Ah! why did you not come directly, and bring Lucy? what a comfort to me!


In compliance with Lady Hester Stanhope’s wishes, I resolved to await the coming of spring, in order to conduct my family to England, and, leaving them there, to set off alone for Syria. But new difficulties had arisen, and Lady Hester’s situation had become more painful by a severe loss which she unexpectedly sustained in the death of her long-tried and affectionate companion, Miss Williams. It was some time in December that Mr. Webb, of Leghorn, communicated to me a letter from Lady Hester Stanhope, giving him the melancholy news of this sad event. The letter was in French, dictated to some secretary whom she had found to carry on her correspondence, and it is here translated for the convenience of the general reader.

Lady Hester Stanhope to Mr. John Webb, merchant,
at Leghorn.

Djoun, 24th of October, 1828.

Sir,

When I received your letter of the 17th of July, I was very ill, confined to my room, and occasionally delirious: nevertheless, in a moment of reason, I desired Mr. Gerardin to acquaint you with the great loss I had sustained in the faithful Miss Williams.

After two years of plague, there broke out, over almost all Mount Lebanon, a kind of fever, which I do not know precisely how to name. Whether it was a sort of yellow or malignant fever, poor Miss Williams fell a victim to it, as well as a servant, named Môosa, the only one in whom I had any confidence; and I but just escaped death from it myself. I am, as it were, come to life again by a miracle, owing to the attentions of a rich peasant, who came from a considerable distance to assist me. He found me entirely abandoned, delirious, and at the point of death; and left in that state by whom?—by wicked maids, who had cost Miss W. and me such pains in endeavouring to make something of them. You may easily imagine that I did not keep such ungrateful sluts an instant after I came to myself. Even in the weak state in which I was, I felt in a rage at the deplorable accounts which were given me of the detestable indifference which they showed when Miss W. was dying, occupying themselves in pilfering what they could lay their hands on: but I have already told you what the Christians of this country are. At the present moment, I have nobody to assist me but some old women of the village, the most stupid and ignorant creatures in the world. My greatest resource is a girl of eight years old, whom I have brought up, who appears attached to me, and who is less stupid than the others.[23] However, one cannot get well very fast, attended by such people, to whom it is impossible to trust a key. I am moved from my bed to the sofa, and from the sofa to the bed, and I am not yet able to walk unsupported; but, if I was better waited on, and had more quiet and proper things to eat, I know very well what an effort my iron constitution would make, which has brought me through this illness without doctor or doctor’s-stuff. I have a good appetite; but my weakness of stomach does not enable me to digest the coarse and badly-cooked food which they give me to eat, seeing that my stomach has been very much disordered for want of nourishment during fifteen days, having subsisted all that time on barley-water and plain water.

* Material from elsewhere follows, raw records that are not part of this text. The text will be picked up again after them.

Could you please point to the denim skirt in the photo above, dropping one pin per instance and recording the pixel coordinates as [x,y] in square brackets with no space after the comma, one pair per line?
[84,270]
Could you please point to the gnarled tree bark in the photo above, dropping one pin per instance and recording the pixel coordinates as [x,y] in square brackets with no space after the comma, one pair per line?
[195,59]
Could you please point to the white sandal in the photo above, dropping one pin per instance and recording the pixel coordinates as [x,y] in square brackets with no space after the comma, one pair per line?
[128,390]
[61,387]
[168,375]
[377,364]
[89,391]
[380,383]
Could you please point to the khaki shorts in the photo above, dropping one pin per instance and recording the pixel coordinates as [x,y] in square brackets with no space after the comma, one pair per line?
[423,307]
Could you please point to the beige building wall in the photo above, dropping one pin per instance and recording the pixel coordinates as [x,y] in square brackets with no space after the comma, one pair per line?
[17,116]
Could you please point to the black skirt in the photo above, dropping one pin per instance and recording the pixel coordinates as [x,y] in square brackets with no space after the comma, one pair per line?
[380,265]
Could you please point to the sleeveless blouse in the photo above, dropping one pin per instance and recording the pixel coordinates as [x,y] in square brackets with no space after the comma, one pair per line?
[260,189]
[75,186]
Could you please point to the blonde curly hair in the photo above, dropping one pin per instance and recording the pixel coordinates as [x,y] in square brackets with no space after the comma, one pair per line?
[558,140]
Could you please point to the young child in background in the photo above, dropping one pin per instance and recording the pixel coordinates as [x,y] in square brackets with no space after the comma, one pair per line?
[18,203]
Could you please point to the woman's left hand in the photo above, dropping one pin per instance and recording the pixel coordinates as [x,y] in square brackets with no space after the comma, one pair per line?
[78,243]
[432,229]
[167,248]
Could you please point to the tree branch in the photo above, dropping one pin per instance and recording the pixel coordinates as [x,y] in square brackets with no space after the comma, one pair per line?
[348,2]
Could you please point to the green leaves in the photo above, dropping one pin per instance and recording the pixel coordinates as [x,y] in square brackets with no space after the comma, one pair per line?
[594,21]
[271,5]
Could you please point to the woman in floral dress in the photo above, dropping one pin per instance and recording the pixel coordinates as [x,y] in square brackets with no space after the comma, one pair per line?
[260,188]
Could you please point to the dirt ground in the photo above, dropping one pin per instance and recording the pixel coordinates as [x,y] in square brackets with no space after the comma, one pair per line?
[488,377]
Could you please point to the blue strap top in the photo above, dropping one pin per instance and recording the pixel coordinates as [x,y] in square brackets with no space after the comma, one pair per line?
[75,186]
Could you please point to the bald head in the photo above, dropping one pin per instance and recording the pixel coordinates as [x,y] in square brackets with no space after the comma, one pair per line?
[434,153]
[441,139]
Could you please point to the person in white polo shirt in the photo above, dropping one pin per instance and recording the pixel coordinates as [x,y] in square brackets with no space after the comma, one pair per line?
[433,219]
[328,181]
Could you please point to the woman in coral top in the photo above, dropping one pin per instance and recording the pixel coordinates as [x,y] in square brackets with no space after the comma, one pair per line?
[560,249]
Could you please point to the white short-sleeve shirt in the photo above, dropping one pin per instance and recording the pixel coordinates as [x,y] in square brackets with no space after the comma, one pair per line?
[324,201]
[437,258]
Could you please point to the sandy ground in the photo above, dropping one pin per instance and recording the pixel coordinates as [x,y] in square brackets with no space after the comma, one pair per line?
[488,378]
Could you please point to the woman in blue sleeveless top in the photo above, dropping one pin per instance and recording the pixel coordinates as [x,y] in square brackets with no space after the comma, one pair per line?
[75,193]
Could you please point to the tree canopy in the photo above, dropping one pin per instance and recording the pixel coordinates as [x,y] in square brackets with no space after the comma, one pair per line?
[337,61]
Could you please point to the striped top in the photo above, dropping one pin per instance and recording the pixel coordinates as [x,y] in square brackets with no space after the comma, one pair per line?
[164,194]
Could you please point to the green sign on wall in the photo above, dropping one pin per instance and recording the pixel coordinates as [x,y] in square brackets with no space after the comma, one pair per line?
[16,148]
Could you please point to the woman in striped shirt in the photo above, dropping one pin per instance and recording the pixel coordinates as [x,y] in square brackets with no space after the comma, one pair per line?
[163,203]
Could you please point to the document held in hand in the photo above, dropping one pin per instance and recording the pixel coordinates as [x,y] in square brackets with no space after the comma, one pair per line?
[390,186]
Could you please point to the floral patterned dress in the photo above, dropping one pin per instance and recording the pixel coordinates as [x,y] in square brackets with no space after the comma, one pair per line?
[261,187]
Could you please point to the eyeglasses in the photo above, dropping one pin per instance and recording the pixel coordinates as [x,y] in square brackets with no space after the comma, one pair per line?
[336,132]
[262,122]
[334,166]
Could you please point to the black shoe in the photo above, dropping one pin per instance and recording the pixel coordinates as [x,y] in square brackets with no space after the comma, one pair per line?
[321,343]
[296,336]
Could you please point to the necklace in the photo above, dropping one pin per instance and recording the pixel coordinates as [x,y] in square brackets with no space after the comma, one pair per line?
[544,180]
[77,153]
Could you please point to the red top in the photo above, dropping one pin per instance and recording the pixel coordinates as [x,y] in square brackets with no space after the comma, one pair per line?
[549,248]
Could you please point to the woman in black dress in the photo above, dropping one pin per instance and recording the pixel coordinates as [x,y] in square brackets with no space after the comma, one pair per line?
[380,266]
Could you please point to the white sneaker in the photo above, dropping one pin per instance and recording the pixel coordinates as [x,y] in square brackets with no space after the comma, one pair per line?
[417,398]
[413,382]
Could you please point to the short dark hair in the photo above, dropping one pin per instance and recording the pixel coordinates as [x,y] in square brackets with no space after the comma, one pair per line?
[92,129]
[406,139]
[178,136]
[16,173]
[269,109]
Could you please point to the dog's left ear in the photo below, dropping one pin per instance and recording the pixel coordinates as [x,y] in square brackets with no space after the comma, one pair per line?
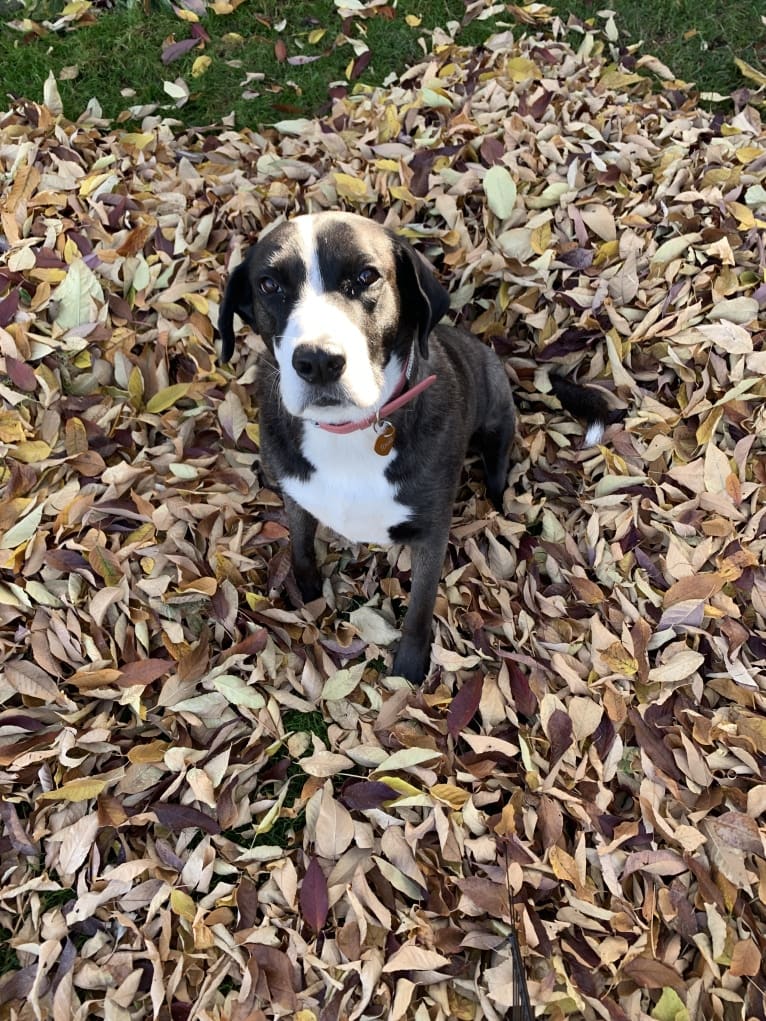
[421,294]
[237,298]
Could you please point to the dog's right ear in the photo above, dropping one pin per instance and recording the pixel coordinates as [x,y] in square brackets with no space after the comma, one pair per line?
[237,298]
[422,295]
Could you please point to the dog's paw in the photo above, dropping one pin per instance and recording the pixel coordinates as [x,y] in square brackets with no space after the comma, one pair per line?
[412,662]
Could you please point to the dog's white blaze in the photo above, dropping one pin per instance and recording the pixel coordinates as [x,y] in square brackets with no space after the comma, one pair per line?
[349,491]
[594,433]
[317,321]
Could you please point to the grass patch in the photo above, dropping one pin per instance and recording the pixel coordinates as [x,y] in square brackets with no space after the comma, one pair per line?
[122,50]
[698,41]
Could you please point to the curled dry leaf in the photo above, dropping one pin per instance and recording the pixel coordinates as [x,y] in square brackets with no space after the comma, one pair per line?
[237,782]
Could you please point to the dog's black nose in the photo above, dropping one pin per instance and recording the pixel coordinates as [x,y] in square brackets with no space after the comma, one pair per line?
[315,365]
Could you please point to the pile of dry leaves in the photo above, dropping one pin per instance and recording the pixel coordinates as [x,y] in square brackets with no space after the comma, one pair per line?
[218,807]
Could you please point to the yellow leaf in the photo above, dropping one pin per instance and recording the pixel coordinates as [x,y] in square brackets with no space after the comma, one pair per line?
[77,7]
[522,68]
[89,184]
[166,397]
[70,251]
[11,429]
[748,154]
[137,139]
[200,65]
[136,385]
[153,751]
[182,904]
[31,451]
[198,301]
[749,71]
[618,660]
[76,438]
[499,189]
[455,796]
[399,785]
[76,790]
[540,238]
[348,187]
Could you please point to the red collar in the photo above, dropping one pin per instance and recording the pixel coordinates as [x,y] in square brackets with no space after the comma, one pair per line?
[398,399]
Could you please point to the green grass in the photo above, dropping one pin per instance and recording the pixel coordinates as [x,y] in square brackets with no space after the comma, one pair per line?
[699,41]
[123,50]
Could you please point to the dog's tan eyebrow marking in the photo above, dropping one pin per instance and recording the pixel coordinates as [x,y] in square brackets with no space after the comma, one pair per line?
[309,253]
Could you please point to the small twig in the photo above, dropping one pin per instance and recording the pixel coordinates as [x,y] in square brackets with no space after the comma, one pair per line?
[522,1008]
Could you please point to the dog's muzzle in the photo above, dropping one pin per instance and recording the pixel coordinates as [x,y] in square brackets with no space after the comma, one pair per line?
[317,366]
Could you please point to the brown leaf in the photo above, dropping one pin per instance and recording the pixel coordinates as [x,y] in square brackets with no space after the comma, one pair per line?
[648,973]
[314,896]
[463,708]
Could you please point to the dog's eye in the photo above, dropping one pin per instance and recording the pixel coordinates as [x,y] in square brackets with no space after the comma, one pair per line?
[268,285]
[368,277]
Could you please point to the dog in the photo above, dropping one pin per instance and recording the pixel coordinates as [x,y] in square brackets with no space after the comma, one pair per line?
[368,403]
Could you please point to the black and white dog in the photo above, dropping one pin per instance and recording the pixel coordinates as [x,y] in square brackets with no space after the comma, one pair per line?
[367,404]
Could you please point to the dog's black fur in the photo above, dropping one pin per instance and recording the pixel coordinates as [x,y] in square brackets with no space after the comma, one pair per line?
[470,403]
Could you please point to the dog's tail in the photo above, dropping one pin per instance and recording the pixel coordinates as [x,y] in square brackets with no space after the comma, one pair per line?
[583,402]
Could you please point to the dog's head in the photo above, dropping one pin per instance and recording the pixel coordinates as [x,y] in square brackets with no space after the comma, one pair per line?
[340,301]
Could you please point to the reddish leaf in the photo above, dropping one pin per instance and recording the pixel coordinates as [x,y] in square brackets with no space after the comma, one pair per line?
[360,64]
[560,734]
[315,902]
[465,703]
[21,375]
[367,794]
[144,672]
[651,974]
[8,307]
[175,50]
[178,817]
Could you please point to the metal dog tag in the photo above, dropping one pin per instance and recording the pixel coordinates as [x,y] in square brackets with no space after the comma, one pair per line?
[385,438]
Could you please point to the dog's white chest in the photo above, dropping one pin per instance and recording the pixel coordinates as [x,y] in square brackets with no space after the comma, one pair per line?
[349,491]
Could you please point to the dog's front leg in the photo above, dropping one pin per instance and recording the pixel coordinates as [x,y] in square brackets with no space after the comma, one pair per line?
[414,654]
[303,555]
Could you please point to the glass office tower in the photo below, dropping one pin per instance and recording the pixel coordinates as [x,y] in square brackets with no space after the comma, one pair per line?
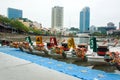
[85,20]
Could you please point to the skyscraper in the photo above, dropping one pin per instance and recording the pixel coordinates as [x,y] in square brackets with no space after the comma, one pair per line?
[57,17]
[85,20]
[14,13]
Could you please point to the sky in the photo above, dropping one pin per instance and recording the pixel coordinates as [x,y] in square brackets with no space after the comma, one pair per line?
[101,11]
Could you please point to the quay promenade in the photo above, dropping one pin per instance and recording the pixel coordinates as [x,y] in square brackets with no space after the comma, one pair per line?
[13,68]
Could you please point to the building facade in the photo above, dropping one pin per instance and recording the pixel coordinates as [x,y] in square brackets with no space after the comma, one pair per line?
[85,20]
[14,13]
[57,17]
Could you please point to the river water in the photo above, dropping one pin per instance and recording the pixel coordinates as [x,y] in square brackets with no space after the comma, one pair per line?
[99,66]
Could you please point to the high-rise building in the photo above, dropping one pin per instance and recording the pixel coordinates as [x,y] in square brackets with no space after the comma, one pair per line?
[119,25]
[14,13]
[85,20]
[57,17]
[110,24]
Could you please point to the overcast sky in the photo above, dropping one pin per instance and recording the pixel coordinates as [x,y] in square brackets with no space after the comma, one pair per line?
[101,11]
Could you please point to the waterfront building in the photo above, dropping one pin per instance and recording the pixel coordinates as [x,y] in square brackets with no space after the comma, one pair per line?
[57,17]
[14,13]
[93,29]
[84,20]
[119,25]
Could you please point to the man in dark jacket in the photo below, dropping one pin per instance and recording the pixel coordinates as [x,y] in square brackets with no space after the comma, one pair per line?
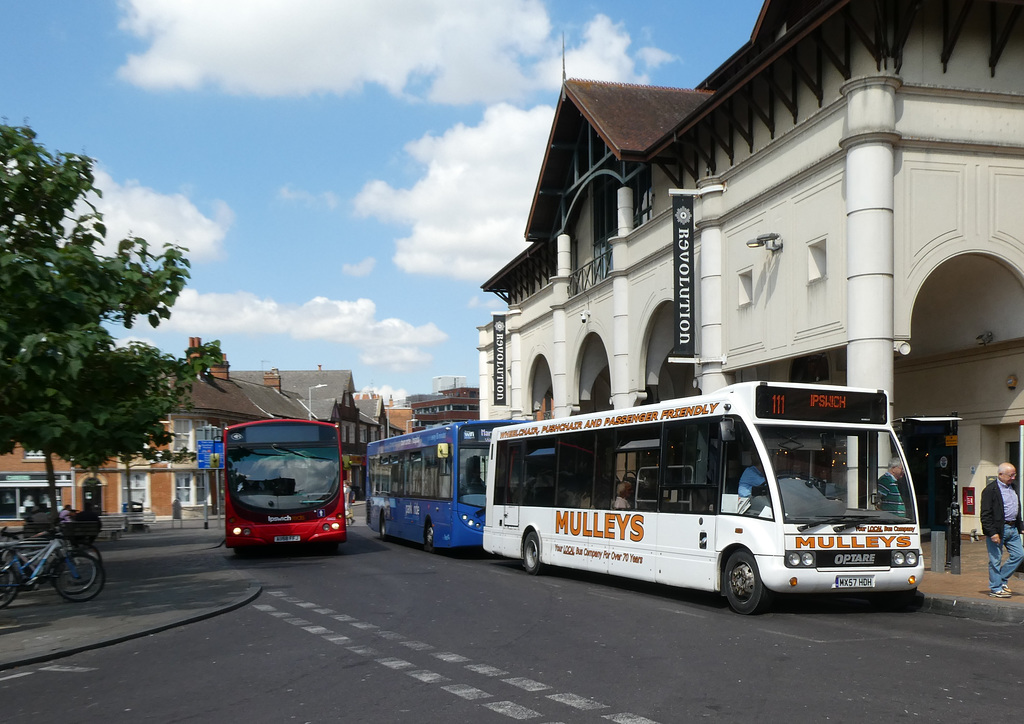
[1000,521]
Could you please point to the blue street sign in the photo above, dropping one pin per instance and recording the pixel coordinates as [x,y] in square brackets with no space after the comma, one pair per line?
[210,454]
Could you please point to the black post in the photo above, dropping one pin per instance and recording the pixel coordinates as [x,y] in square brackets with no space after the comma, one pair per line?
[954,512]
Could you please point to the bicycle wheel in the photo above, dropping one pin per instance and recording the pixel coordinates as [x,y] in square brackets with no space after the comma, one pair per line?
[10,581]
[79,577]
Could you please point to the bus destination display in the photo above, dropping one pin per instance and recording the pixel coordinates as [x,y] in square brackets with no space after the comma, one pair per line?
[820,405]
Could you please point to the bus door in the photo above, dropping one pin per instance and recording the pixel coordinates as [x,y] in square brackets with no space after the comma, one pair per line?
[687,504]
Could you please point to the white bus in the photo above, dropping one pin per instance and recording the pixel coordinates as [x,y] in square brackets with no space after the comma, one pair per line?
[756,490]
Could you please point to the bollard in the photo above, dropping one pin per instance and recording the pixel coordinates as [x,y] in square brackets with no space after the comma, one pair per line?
[939,551]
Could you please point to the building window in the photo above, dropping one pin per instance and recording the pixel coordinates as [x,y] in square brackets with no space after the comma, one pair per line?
[139,488]
[745,288]
[816,261]
[182,434]
[182,487]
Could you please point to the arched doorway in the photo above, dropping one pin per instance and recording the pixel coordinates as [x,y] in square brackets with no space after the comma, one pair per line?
[541,393]
[595,378]
[665,380]
[92,493]
[966,337]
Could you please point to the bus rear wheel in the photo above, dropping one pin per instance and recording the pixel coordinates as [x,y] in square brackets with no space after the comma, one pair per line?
[743,588]
[531,553]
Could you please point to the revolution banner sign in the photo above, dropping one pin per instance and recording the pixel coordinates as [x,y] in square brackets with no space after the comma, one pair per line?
[684,344]
[501,383]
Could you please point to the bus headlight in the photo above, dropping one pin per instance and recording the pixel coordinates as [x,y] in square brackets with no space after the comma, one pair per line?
[905,558]
[798,559]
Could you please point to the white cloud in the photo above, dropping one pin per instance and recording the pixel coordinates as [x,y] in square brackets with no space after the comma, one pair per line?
[389,343]
[430,49]
[325,199]
[468,212]
[361,268]
[160,218]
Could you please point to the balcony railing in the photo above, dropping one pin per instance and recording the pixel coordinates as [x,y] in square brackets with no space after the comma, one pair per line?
[590,274]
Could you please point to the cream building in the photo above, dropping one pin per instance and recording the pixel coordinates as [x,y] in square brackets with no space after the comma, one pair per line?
[881,156]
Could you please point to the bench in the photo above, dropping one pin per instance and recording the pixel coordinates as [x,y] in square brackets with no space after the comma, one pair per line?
[81,530]
[141,520]
[112,525]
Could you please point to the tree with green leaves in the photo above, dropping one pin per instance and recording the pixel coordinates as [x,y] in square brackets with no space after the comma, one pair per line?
[66,388]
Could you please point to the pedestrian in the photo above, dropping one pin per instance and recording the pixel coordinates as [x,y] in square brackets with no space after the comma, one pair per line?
[1000,522]
[890,496]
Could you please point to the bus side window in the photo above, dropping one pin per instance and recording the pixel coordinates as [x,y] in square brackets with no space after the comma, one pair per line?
[690,474]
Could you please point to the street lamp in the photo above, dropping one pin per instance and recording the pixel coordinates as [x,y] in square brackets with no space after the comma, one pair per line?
[310,408]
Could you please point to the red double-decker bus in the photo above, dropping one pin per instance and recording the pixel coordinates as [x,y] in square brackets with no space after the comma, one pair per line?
[283,484]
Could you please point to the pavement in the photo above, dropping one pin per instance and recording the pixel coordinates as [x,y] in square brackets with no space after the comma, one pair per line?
[170,577]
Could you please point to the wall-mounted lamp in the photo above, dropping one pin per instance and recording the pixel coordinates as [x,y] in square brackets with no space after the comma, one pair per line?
[771,242]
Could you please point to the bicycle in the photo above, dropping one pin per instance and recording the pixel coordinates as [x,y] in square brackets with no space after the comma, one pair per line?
[24,564]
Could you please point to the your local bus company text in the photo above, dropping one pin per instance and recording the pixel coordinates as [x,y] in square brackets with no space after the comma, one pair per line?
[611,421]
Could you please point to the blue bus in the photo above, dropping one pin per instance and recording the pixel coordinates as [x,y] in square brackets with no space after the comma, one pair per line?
[428,486]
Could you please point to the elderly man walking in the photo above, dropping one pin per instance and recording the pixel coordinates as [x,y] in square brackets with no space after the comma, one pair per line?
[1000,522]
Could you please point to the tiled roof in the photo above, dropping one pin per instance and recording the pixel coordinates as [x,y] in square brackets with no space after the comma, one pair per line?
[631,119]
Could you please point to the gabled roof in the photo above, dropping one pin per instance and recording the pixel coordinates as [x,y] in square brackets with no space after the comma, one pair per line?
[302,384]
[243,399]
[630,119]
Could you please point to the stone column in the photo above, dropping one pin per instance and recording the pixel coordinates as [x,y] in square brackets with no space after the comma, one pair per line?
[869,143]
[560,283]
[623,390]
[712,351]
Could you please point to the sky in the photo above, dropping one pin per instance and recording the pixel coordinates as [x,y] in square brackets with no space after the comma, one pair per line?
[344,174]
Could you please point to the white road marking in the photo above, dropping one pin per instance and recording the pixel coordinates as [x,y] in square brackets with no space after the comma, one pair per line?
[468,692]
[364,650]
[68,670]
[16,676]
[427,676]
[627,718]
[485,670]
[578,701]
[417,645]
[316,630]
[450,657]
[512,710]
[395,664]
[526,684]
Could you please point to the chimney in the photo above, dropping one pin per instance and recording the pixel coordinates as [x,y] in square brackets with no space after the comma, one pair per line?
[220,371]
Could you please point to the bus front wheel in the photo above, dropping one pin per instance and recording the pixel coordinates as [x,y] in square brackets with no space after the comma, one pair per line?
[531,553]
[743,588]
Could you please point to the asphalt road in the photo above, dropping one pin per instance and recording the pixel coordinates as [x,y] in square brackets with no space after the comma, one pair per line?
[384,632]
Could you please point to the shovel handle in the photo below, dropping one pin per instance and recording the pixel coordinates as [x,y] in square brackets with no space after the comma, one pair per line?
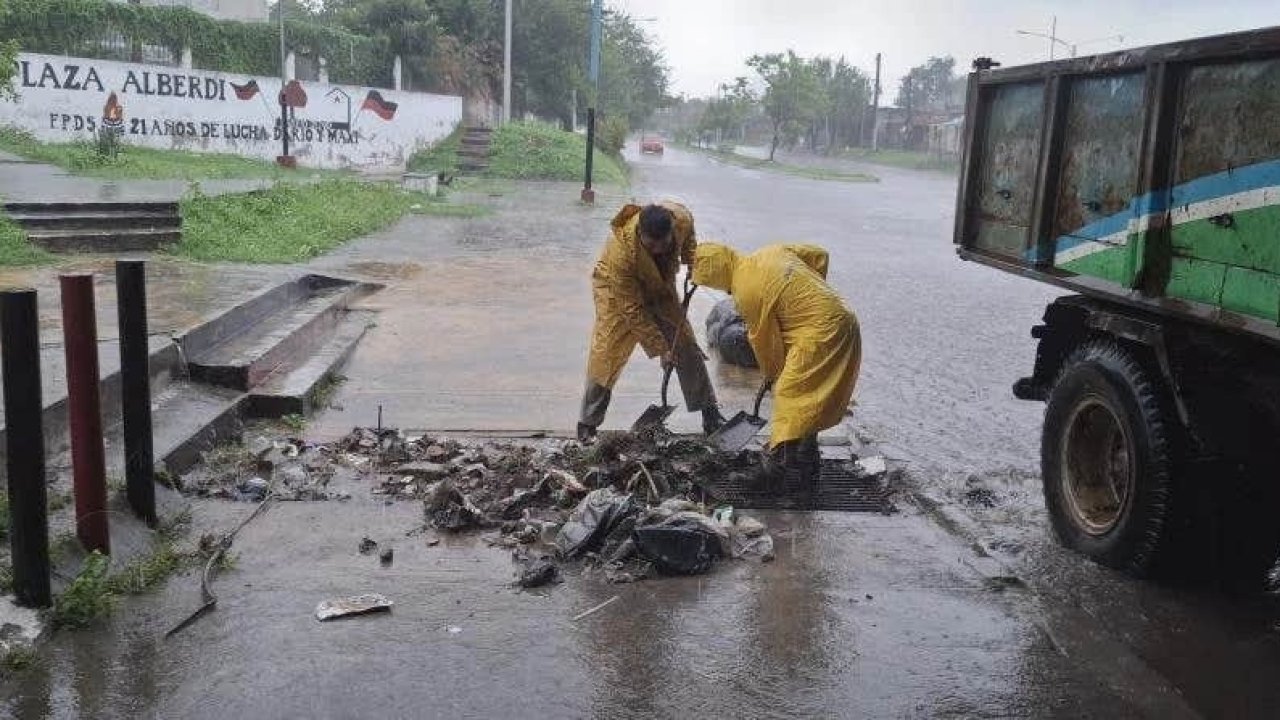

My ignorance of what passed around me was not, properly speaking, the delirium of fever; it was a stupor, caused by the neglect with which I was treated. The peasant says that, when he entered my bed-room,[24] he found me stiff and cold, in the state of one dying of hunger: he gave me food immediately. After some days I came to myself, and am now gaining strength. But, in the midst of all this, I am not melancholy. What has happened has happened, and whatever is is best. To-day I was telling Mr. Beaudin[25] some anecdotes of the celebrated Duke of Dorset, which were of no very mournful turn. Mr. Beaudin’s coming has been of the greatest service to me in every way. He has raised for me, with a great deal of difficulty, some money, for which I have given him my bill of exchange for 1000 dollars, dated October the 15th. I have given him another bill for 500 dollars, dated the 24th of October. I endeavour to scrape together as much as I can, because the aspect of the times is dark. I must lay in provisions of all kinds; for in a short time it will not be so easy to do it, as some imagine, and prices will rise to something incredible.

It seems to me that, if Dr. —— had decided on coming, he would have been here before now. Well! I have got over this illness without his assistance, or that of any other doctor, and one feels much more elevated when God has been one’s physician. It is the Supreme Being alone who has saved me in all my difficulties for these last twenty years, and who has given me strength to support what others would have sunk under.